Esse coquetel de bondades foi dado num cenário de inflação média de 6% ao ano e com o governo refinanciando sua dívida, via títulos públicos, a mais ou menos 12% ao ano. O resultado foi uma expansão brutal do número de contratos, gerados não necessariamente por novos alunos, mas também por matriculados que pagavam suas mensalidades sacrificando parte das finanças pessoais e que, de repente, poderiam financiar a perder de vista e com juros subsidiados o boleto de todo mês.

Ou seja, o governo estimulou um empréstimo a juro subsidiado e com alto risco de calote e não deu devida atenção às contrapartidas que alunos e instituições deveriam oferecer frente a uma dragagem de recursos públicos, e haja recursos: a dívida total dos quase dois milhões de contratos é estimada hoje em quase R$ 60 bilhões.

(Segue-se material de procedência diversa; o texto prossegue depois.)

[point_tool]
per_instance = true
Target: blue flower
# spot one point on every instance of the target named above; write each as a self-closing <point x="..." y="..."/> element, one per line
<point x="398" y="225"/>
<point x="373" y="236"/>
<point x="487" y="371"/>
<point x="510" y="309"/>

Como comparação, o orçamento das três maiores universidades paulistas (USP, Unicamp e Unesp), que juntas são responsáveis por 40% da produção científica brasileira, tem juntas um orçamento de aproximadamente R$ 11 bilhões de reais/ano.

É claro que parte desse dinheiro voltará com o pagamento das parcelas por parte dos alunos, mas se não voltar o problema será de todo mundo, menos de um personagem: o dono da faculdade. Se o aluno não pagar ficará inadimplente, o governo aumentará o rombo e a sociedade precisará financiar esse rombo via impostos. Já o empresário e os acionistas dos grandes grupos educacionais não terão nada a ver com isso, pois foram remunerados à vista, eliminaram o risco e fizeram caixa. Essa mágica fez os gatos gordos do mercado tais como Kroton-Anhanguera, Estácio e Unip drenarem para seus cofres R$3 bilhões apenas no ano passado.

Ninguém nega a importância de estimular a expansão do ensino superior, pois nosso atraso é secular nessa área. Tampouco pode-se pensar que os investimentos do governo em educação devam ser baseados apenas em critérios econômicos, deixando de lado as questões técnicas, sociais e políticas da área. O problema começa quando os recursos e sua notória escassez são direcionados para a iniciativa privada sem critério, sem objetivo e sem contrapartida.

A gritaria vista na mídia nos últimos dias contra as restrições e ajustes realizados pelo ministro Janine Ribeiro talvez revele mais a insatisfação de um setor que, como poucos no mundo, cresceu a taxas chinesas e demonstrou, em grande medida, qualidade idem, do que propriamente o “fim de um sonho” por parte dos jovens. Do ponto de vista de política social, o FIES mostra ainda falhas persistentes, custa caro e dá um retorno muito pequeno à sociedade.

*Christiano Ferreira é historiador e atua há mais de 10 anos no Ensino Básico e Superior como docente e gestor educacional. Atualmente coordena o Projeto Tetear, da Parabolé Educação e Cultura, que leva oficinas de arte e educação para crianças e jovens em situação de vulnerabilidade social na Região Metropolitana de Curitiba. O profissional colabora voluntariamente com o Instituto GRPCOM no blog Educação e Mídia.